Model weights are available on HuggingFace at XiaomiRobotics/Xiaomi-Robotics-0. Multiple checkpoints are available depending on your use case:

from transformers import AutoModel, AutoProcessor

# Load base model (general purpose)
model = AutoModel.from_pretrained(
    "XiaomiRobotics/Xiaomi-Robotics-0",
    trust_remote_code=True,
    attn_implementation="flash_attention_2",
    torch_dtype=torch.bfloat16,
).cuda().eval()

processor = AutoProcessor.from_pretrained(
    "XiaomiRobotics/Xiaomi-Robotics-0",
    trust_remote_code=True,
)

For LIBERO benchmark evaluation, use the fine-tuned checkpoint:

# LIBERO-specific checkpoint
model = AutoModel.from_pretrained(
    "XiaomiRobotics/Xiaomi-Robotics-0-LIBERO",
    trust_remote_code=True,
    attn_implementation="flash_attention_2",
    torch_dtype=torch.bfloat16,
).cuda().eval()

Running Inference

import torch
from transformers import AutoModel, AutoProcessor
from PIL import Image

# Initialize model and processor
model = AutoModel.from_pretrained(
    "XiaomiRobotics/Xiaomi-Robotics-0",
    trust_remote_code=True,
    attn_implementation="flash_attention_2",
    torch_dtype=torch.bfloat16,
).cuda().eval()

processor = AutoProcessor.from_pretrained(
    "XiaomiRobotics/Xiaomi-Robotics-0",
    trust_remote_code=True,
)

# Prepare inputs
wrist_image = Image.open("wrist_cam.jpg")   # Wrist-mounted camera
front_image = Image.open("front_cam.jpg")   # Front overview camera

images = [wrist_image, front_image]
instruction = "Pick up the red box and place it in the right tray"
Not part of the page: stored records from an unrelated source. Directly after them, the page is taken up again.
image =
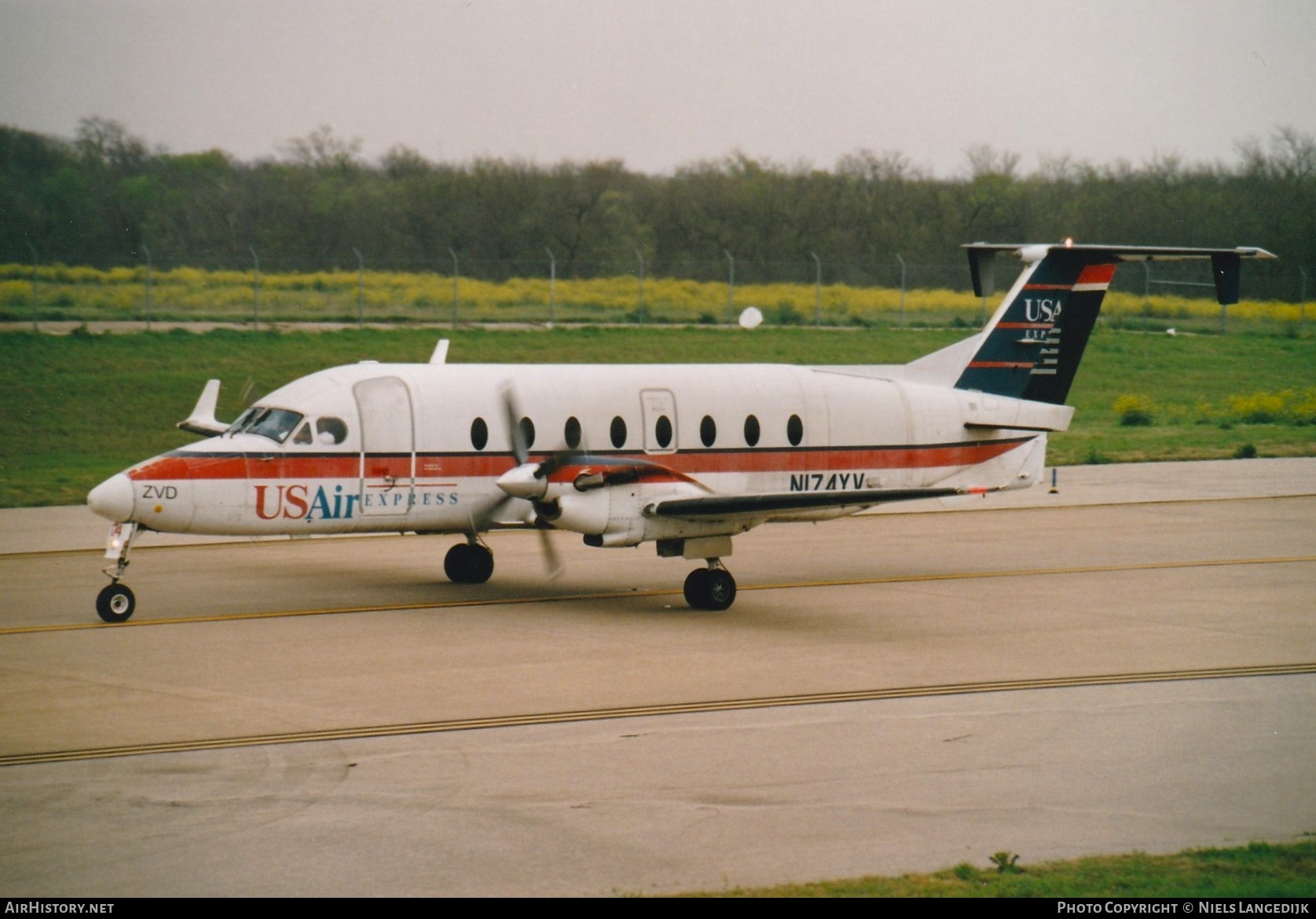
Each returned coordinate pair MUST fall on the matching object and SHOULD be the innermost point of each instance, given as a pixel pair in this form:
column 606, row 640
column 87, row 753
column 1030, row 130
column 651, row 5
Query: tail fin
column 1035, row 341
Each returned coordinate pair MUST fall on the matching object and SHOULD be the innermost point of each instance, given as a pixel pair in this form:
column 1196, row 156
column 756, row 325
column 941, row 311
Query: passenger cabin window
column 750, row 430
column 479, row 434
column 794, row 430
column 708, row 430
column 331, row 431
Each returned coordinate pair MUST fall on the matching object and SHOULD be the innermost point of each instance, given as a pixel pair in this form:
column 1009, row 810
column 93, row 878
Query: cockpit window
column 243, row 419
column 331, row 430
column 274, row 423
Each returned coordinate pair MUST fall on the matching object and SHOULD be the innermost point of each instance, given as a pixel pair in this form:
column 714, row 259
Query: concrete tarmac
column 1064, row 585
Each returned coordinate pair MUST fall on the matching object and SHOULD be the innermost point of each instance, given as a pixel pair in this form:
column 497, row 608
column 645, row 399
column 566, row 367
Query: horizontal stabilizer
column 1032, row 346
column 773, row 503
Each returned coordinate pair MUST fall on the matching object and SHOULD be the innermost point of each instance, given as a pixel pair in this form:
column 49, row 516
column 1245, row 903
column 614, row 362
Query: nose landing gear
column 711, row 588
column 116, row 602
column 469, row 563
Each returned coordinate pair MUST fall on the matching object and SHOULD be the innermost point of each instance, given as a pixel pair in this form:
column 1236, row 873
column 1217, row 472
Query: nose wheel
column 711, row 588
column 115, row 604
column 116, row 601
column 469, row 563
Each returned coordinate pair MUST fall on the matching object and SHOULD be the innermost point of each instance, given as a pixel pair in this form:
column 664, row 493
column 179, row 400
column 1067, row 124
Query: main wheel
column 721, row 589
column 483, row 564
column 115, row 604
column 469, row 564
column 696, row 588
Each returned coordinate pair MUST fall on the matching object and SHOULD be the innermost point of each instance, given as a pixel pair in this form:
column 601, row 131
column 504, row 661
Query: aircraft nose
column 112, row 499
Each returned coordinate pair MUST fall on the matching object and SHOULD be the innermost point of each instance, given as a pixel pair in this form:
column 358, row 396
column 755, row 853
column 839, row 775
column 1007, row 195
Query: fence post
column 640, row 309
column 1302, row 302
column 148, row 287
column 255, row 290
column 731, row 287
column 818, row 291
column 456, row 269
column 900, row 259
column 36, row 326
column 361, row 283
column 553, row 284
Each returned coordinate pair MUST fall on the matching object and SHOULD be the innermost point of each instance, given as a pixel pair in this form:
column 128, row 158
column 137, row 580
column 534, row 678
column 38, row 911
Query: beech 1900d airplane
column 680, row 455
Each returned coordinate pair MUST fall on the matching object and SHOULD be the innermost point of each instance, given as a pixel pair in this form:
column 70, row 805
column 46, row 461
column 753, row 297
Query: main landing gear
column 711, row 588
column 116, row 602
column 469, row 563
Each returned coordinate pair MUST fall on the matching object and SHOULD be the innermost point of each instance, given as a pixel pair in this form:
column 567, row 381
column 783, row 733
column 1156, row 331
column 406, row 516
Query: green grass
column 75, row 409
column 1259, row 870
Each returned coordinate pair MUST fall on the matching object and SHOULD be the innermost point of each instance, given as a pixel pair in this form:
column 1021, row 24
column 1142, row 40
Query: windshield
column 274, row 423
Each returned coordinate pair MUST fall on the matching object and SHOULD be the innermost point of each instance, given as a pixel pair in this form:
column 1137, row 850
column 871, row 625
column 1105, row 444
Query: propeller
column 528, row 481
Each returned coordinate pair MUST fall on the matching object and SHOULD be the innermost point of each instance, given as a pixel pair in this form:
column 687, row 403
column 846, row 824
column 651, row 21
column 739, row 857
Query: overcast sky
column 662, row 83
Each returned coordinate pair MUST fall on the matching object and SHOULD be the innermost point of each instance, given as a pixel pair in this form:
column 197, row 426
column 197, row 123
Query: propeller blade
column 552, row 563
column 514, row 427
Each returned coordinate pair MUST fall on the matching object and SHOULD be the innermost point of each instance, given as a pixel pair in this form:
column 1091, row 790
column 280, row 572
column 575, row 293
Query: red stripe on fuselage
column 192, row 466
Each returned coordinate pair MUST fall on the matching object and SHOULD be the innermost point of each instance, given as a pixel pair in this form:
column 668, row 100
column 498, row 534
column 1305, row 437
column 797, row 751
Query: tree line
column 108, row 199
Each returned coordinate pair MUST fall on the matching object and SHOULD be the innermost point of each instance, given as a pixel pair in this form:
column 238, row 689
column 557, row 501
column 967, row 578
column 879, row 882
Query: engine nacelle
column 585, row 511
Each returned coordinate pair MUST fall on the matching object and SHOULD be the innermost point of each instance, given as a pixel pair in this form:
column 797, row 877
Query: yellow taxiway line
column 665, row 592
column 651, row 710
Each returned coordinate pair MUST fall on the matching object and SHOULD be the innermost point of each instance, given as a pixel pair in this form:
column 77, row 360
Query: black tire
column 696, row 588
column 469, row 564
column 482, row 569
column 115, row 604
column 721, row 589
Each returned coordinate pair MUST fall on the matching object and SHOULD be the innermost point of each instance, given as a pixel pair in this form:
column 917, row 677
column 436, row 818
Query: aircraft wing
column 786, row 503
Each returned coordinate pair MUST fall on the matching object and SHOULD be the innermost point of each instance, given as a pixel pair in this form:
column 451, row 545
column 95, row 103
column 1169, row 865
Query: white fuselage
column 419, row 447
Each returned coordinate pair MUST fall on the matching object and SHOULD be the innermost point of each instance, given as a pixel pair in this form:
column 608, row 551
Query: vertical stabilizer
column 1035, row 341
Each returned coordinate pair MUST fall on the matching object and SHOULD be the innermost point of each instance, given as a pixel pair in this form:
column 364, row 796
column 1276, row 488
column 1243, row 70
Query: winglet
column 202, row 421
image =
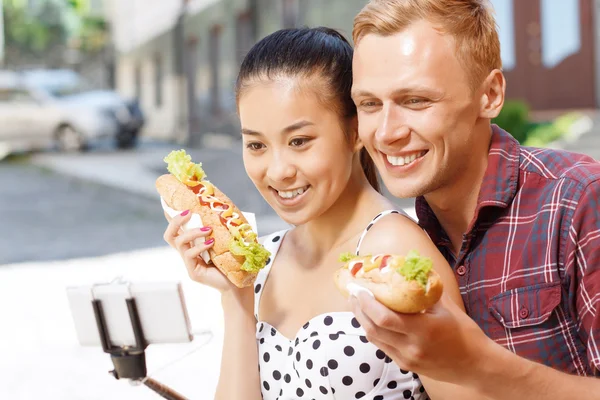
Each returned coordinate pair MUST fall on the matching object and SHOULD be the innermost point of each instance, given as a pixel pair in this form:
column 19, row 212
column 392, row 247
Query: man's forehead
column 417, row 41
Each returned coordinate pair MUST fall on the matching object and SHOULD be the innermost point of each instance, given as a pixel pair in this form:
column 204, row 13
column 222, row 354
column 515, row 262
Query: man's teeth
column 292, row 193
column 404, row 160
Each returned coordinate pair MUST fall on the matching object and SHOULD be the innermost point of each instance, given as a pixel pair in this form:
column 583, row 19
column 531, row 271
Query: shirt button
column 523, row 313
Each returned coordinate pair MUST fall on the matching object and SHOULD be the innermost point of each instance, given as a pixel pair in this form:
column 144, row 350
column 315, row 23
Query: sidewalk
column 136, row 171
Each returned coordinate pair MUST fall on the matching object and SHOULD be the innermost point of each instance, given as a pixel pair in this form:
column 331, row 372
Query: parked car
column 70, row 89
column 31, row 119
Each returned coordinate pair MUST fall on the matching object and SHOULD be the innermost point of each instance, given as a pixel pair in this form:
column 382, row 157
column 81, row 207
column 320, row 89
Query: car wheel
column 68, row 139
column 127, row 140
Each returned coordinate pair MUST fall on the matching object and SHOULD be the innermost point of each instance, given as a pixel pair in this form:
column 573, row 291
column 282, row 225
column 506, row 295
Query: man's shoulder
column 560, row 165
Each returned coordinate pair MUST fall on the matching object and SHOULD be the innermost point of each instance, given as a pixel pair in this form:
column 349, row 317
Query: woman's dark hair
column 304, row 52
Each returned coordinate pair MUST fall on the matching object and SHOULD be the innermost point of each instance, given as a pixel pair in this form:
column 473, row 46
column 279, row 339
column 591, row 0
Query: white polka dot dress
column 329, row 358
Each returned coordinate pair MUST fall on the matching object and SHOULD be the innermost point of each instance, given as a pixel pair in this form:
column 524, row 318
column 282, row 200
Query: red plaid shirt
column 529, row 266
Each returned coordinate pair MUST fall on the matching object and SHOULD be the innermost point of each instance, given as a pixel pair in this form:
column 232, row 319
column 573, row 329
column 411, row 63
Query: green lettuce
column 416, row 268
column 180, row 164
column 256, row 256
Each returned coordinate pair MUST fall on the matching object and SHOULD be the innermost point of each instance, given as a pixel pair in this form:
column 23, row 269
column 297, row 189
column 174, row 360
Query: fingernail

# Proprioceptive state: joint angles, end-effector position, etc.
proprio_state = torch.zeros(1, 7).cuda()  # Replace with real robot state

# Get action mask for your robot type
action_mask = processor.get_action_mask(robot_type="widowx")  # or "google_robot"

# Process inputs
inputs = processor(
    images=images,
    text=instruction,
    return_tensors="pt",
).to("cuda", dtype=torch.bfloat16)

# Inference — generate action chunk
with torch.inference_mode():
    actions = model.generate_actions(
        **inputs,
        proprio_state=proprio_state,
        action_mask=action_mask,
        num_diffusion_steps=5,  # 5 steps sufficient with flow matching
        seed=42,
    )

# actions shape: [1, T, action_dim]
# T = action chunk length (typically 16-32 steps)
# action_dim = action dimensions (7 for WidowX: 6 DoF + gripper)
print(f"Generated {actions.shape[1]} action steps")
print(f"First action: {actions[0, 0].cpu().numpy()}")

Tips for Faster Inference

# Use torch.compile for ~20% additional speedup
model = torch.compile(model, mode="reduce-overhead")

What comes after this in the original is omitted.